What does this look like on the ground? One of the ways the CNS can encourage and empower staff is through the development of behaviour support groups. The purpose of the behaviour support group is to:
- support staff who are working with clients who engage in challenging behaviour,
- develop and encourage an atmosphere and language that are proactive and non-aversive,
- update staff on new developments and research,
- development of ongoing review of support plans, and
- track data for research.
These measures ensure that staff are empowered, supported and able to develop skills by learning from each other in such a way that the required behavioural supports are maintained for the individual.
Audit and research
The CNS role in auditing and research can help to develop practice within a service by reviewing and evaluating current practice, promoting new ideas, and incorporating research findings into clinical practice. There are three areas of research and auditing that a CNS is involved in:
- reading about and publicising the latest research in the field,
- tracking and auditing behaviour support plans and reporting on the results, and
- incorporating individuals’ long-term goals into service plans.

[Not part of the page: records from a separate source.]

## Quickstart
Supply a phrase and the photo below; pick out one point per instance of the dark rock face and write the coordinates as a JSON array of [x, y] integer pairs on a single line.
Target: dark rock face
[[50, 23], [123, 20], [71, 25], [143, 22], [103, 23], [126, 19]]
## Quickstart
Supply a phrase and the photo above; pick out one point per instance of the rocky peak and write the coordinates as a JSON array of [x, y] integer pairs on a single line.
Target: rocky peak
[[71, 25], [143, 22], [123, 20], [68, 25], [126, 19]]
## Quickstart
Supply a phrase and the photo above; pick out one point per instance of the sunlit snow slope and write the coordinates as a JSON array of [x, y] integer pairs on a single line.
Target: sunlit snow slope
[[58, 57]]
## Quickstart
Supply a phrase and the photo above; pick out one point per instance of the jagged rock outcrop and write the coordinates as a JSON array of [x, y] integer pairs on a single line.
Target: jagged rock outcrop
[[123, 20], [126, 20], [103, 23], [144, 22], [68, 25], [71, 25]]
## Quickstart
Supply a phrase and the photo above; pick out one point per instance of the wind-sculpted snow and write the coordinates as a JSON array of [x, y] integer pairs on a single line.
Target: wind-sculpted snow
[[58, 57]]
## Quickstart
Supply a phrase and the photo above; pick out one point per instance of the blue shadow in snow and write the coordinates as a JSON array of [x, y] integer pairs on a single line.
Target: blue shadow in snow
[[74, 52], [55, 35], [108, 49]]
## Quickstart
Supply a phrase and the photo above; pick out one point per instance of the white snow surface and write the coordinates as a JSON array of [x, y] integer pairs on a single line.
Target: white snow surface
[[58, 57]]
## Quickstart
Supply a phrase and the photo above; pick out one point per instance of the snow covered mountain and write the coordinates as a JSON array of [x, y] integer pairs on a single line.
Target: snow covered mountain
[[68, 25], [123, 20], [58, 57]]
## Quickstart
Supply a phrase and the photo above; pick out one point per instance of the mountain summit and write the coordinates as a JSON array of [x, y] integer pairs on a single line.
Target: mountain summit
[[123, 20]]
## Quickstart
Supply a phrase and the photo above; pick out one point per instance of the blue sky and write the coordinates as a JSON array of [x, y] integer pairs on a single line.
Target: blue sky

This involves advocating for and with the client and ensuring that the long-term goals and wishes of the person are placed into service plans for development. The CNS-advocate can also act as an advocate by inputting into service policy and development.
The CNS has a crucial role in service advancement by developing policies that emphasise behavioural change, rather then just behavioural management. Behavioural supports act as a prosthesis for the person—if the prosthesis is removed, the challenging behaviour will return. It is incumbent on a CNS that they are involved in policy development to ensure that meaningful outcomes for individuals with challenging behaviour are maintained and embedded in service development.
Finally, the CNS must be clear on his/her role and develop all five competencies within the area of challenging behaviour?. The CNS firstly focuses on improving the person’s repertoire of behaviours and skills and the person’s quality of life. To support and maintain behavioural change, the CNS develops strategies for supporting families and staff through training and support groups. As frontline staff and families become more proficient with supporting behavioural change, the CNS in behaviour will need to adapt and change to suit the increasing knowledge of staff and families . The role should not remain static, but should be flexible in order to meet changing demands and service needs, but also to service needs.